No sympathy from me. It's lovely up norf.

Happy Christmas. :lol:


----------



## rayrecrok (Nov 21, 2008)

motormouth said:


> No sympathy from me. It's lovely up norf.
> 
> Happy Christmas. :lol:


Hey up.

I know I come from and live there. :wink: :lol: :lol:

Sithie ray.


----------



## raynipper (Aug 4, 2008)

rayrecrok said:


> motormouth said:
> 
> 
> > No sympathy from me. It's lovely up norf.
> ...


Thanks a bunch Ray.
I was planning next Christmas and Jan in or around faro for our 50th. Now I made the mistake of telling my wife about your weather and she doesn't want to go!!!!!

Ray. :roll:


----------



## Mumoffive (Nov 22, 2013)

Stay safe all of you on the road in the bad weather xx


----------



## barryd (May 9, 2008)

Ah Ha!!! Good! All year long we have been listening to you tell us how Scorchio it is in one location or another.

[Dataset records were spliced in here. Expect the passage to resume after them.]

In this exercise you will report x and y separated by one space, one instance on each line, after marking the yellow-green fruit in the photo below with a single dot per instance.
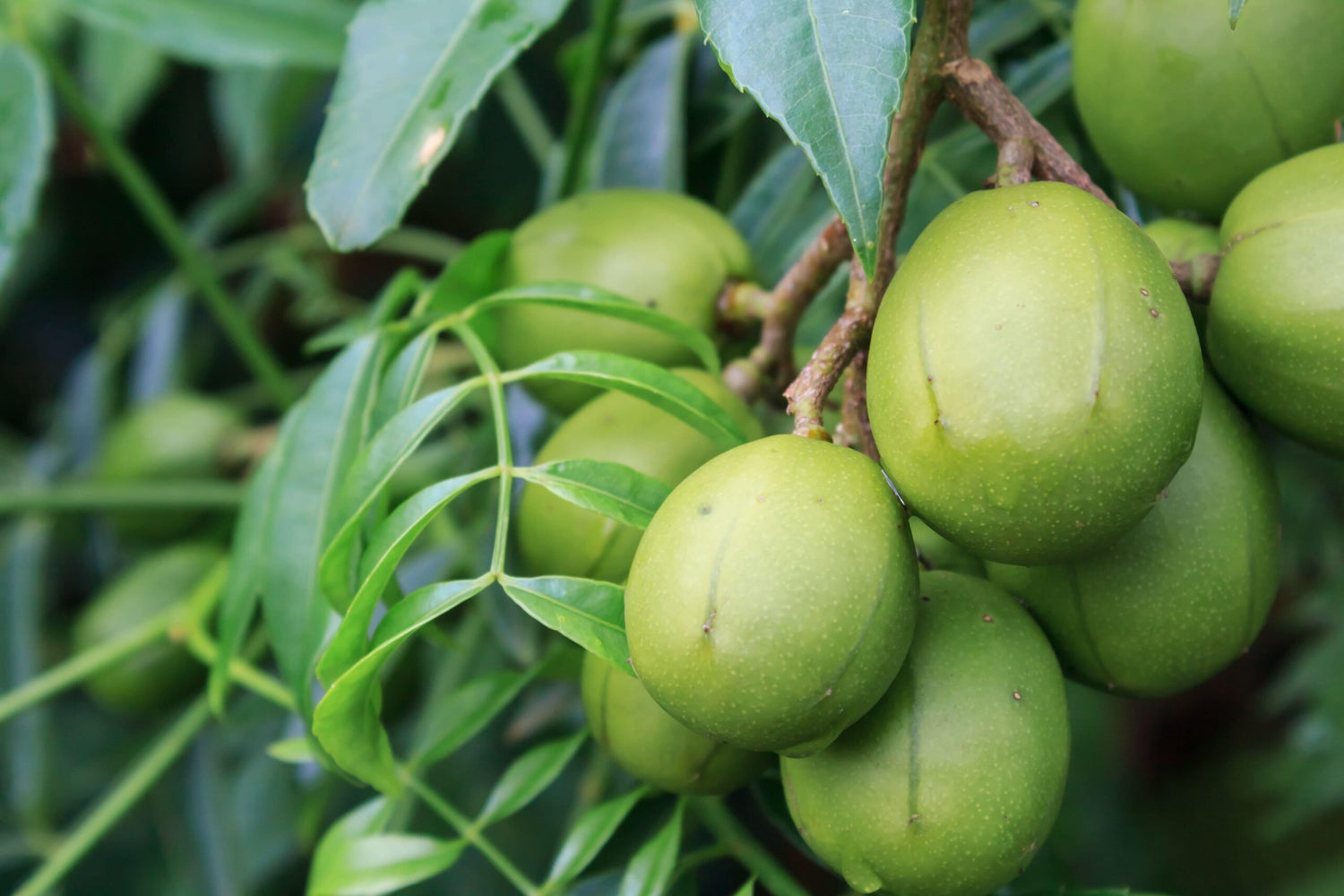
1183 594
1276 322
558 538
160 672
653 745
661 250
1185 110
951 785
773 597
177 437
1034 379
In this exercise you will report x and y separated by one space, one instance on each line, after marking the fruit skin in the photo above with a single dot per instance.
653 745
558 538
1199 108
177 437
661 250
159 673
1183 594
951 785
1034 379
773 597
1276 320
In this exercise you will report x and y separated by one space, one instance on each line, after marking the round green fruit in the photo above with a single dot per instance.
773 597
1185 110
661 250
558 538
159 673
1276 322
953 780
1034 379
1183 594
177 437
653 745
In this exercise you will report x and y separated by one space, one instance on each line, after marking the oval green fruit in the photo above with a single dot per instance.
653 745
1276 320
663 250
1185 110
1183 594
161 672
558 538
1034 379
773 597
953 780
177 437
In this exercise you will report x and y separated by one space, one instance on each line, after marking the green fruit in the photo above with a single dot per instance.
558 538
1183 594
161 672
951 785
177 437
653 745
1034 374
667 252
1276 322
773 597
1185 110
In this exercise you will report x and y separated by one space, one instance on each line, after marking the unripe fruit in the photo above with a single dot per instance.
159 673
1183 594
1185 110
1034 374
558 538
653 745
773 597
1276 320
661 250
951 785
177 437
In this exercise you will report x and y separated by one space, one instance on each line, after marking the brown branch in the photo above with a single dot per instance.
991 105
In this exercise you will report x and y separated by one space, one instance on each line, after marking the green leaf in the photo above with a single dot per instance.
26 142
530 774
612 489
591 614
228 32
642 134
347 719
389 544
831 73
647 382
370 471
411 73
650 869
589 834
599 301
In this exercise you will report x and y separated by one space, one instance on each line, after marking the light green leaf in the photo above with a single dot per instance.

Well I can now tell you that at Flamborough which as you know is right near where you live it is wall to wall sunshine.

I will be getting the chairs out shortly for an al fresco brunch.

Merry Christmas Ray!


----------



## ChrisandJohn (Feb 3, 2008)

Not bad here too. Lots of sunshine yesterday and quite a bit of blue sky between the clouds today. Has been somewhat windy at times but not as much rain in the last few days as we'd normally expect round here. Haven't had anything you could call a storm (?yet). Feel really sorry for those that have been flooded or had their Christmas disrupted.

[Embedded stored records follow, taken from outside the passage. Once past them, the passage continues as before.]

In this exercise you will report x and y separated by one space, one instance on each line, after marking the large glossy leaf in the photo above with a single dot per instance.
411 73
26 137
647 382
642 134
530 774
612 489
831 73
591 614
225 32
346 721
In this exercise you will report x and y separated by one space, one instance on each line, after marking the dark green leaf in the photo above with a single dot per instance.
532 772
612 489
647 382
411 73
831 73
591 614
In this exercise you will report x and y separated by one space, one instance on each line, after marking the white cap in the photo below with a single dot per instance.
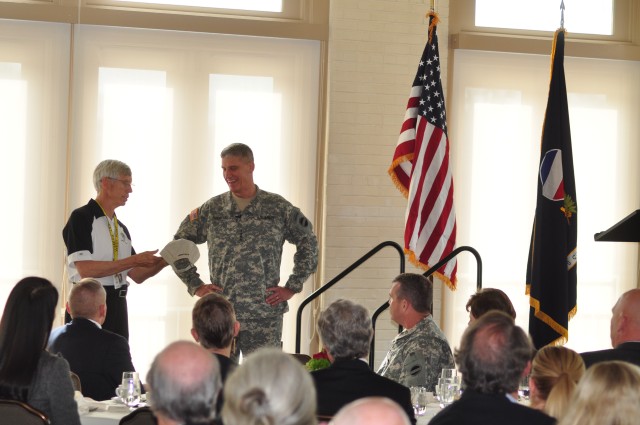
181 254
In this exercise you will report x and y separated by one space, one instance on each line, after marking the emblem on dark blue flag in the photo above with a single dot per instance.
551 175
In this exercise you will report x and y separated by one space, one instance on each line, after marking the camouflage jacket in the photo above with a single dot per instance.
418 355
245 249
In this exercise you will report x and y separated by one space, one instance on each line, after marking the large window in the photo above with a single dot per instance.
166 103
498 100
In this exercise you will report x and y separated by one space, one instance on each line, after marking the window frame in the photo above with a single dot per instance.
300 19
623 44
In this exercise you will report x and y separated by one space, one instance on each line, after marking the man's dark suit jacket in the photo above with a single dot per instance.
475 408
348 380
96 355
627 351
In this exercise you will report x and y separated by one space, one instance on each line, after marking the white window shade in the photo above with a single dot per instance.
498 106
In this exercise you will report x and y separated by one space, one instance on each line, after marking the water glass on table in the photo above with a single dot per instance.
448 390
419 400
449 373
129 391
523 389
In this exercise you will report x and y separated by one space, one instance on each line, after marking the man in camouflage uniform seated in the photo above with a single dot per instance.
420 352
245 230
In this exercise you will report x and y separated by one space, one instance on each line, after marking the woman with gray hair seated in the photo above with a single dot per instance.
346 332
607 394
269 388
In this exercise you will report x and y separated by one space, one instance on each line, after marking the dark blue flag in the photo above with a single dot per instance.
551 269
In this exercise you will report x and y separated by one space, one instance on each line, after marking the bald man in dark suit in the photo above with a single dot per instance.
96 355
625 332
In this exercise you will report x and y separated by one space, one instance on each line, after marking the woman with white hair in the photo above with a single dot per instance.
608 394
269 388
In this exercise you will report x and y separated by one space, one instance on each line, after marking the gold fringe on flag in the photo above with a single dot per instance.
435 21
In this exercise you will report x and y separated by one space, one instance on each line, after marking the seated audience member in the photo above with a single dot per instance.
420 352
607 394
184 381
493 357
371 411
96 355
346 332
555 372
270 387
488 299
29 373
625 332
215 328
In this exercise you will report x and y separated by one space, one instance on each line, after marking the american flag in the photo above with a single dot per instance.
421 170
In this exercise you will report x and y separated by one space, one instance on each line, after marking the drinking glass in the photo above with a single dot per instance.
130 389
419 400
448 389
523 389
449 373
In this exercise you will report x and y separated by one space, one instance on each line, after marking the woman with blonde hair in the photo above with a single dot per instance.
269 388
607 394
555 373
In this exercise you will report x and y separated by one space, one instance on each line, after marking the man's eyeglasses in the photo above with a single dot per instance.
124 182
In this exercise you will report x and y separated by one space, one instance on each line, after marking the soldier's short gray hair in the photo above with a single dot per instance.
417 290
111 168
345 328
238 149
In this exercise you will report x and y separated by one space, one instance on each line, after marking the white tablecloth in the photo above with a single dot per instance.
103 418
432 410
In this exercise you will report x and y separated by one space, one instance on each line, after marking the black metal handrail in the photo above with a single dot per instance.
429 272
315 294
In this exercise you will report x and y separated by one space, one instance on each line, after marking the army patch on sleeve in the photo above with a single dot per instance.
302 221
193 215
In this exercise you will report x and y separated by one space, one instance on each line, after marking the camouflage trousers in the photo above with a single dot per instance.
265 332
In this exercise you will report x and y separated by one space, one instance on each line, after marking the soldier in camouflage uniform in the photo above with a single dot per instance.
420 352
245 230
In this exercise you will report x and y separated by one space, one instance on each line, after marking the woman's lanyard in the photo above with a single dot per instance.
115 242
114 236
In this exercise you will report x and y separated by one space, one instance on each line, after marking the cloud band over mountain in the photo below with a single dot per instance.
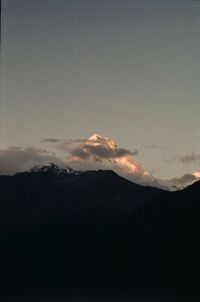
97 152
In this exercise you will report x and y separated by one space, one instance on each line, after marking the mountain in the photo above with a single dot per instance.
65 230
51 192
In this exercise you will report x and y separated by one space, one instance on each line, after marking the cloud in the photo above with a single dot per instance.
95 153
17 159
51 140
189 158
96 147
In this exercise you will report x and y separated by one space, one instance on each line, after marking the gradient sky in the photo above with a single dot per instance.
126 69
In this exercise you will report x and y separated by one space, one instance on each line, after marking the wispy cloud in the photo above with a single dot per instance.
188 158
16 159
97 152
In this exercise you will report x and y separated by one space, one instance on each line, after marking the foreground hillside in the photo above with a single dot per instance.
95 231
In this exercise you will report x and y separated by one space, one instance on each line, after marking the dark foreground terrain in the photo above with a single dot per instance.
66 233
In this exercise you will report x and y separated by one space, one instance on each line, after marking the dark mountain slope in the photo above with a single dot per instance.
65 230
48 194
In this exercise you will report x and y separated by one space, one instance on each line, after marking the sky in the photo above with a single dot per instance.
126 69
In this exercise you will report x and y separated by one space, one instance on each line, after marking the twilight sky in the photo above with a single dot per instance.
127 69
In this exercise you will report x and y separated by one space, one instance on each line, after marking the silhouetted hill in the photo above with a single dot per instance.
71 230
50 193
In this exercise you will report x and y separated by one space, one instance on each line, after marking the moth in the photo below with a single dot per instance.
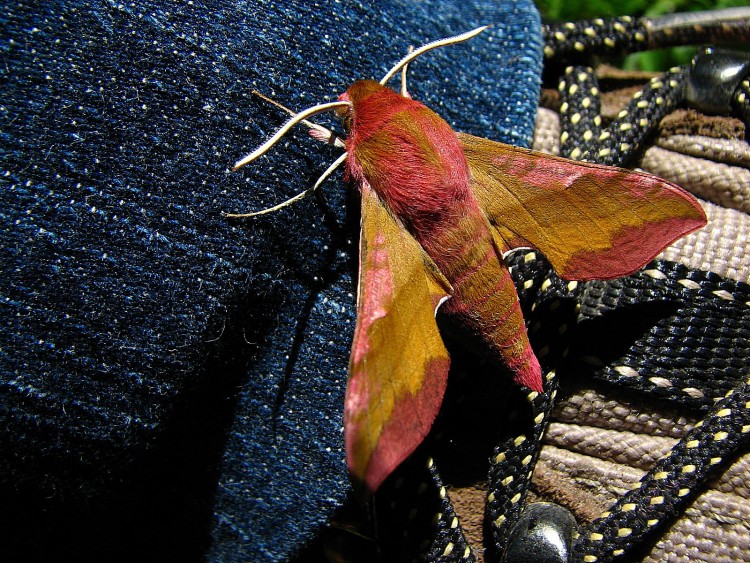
440 209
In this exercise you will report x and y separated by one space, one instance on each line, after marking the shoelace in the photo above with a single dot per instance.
693 351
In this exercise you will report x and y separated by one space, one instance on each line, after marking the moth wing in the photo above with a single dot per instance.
590 221
399 365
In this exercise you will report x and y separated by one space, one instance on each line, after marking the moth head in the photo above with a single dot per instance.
355 94
344 107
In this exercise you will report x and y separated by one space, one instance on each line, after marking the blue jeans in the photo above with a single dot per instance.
171 382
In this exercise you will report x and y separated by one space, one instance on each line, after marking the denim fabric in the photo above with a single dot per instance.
171 382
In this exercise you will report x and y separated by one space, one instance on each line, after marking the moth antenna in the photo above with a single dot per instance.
429 47
404 91
317 132
323 177
298 117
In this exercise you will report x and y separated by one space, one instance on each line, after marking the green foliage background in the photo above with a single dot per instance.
572 10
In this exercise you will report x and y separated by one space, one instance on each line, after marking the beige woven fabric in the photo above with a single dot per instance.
599 446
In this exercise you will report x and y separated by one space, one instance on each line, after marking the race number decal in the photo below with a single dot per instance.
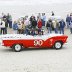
38 42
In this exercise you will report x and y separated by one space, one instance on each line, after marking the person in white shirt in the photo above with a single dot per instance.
2 26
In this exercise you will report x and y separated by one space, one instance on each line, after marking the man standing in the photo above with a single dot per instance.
71 27
68 20
62 25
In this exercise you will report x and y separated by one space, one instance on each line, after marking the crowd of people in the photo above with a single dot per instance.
35 25
5 21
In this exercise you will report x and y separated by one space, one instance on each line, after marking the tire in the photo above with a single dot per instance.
17 47
58 45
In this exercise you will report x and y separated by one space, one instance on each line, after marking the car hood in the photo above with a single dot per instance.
27 37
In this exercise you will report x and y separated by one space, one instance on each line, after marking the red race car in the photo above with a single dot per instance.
19 41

However, Merry Christmas everyone!  


Chris


----------



## bognormike (May 10, 2005)

Hah! 

Hope it clears UK by mid-February ; 
Sunny on Oxfordshire/ bucks border- hopeful of a walk out after lunch, and a lazy snooze with glenlivet accompaniment.......


----------



## 747 (Oct 2, 2009)

I am really trying to dredge up some sympathy Ray ..... but it's not working. :lol: 

Blue sky and wall to wall sunshine here. I will quickly gloss over the temperature though. 8O 

Ignore Barry, he is getting the hump because the 2 Donkeys are still chasing him.


----------



## rayrecrok (Nov 21, 2008)

Hi.

Peaky came round to ask Sandra If she wanted to take fat dog for a walk with her and her dog, me thinking, dopey buggers it's going to pee it down as the next cloud comes over..

Off they went 10 mins later they came back as the heavens opened again, the dog now stinks of wet dog :roll: .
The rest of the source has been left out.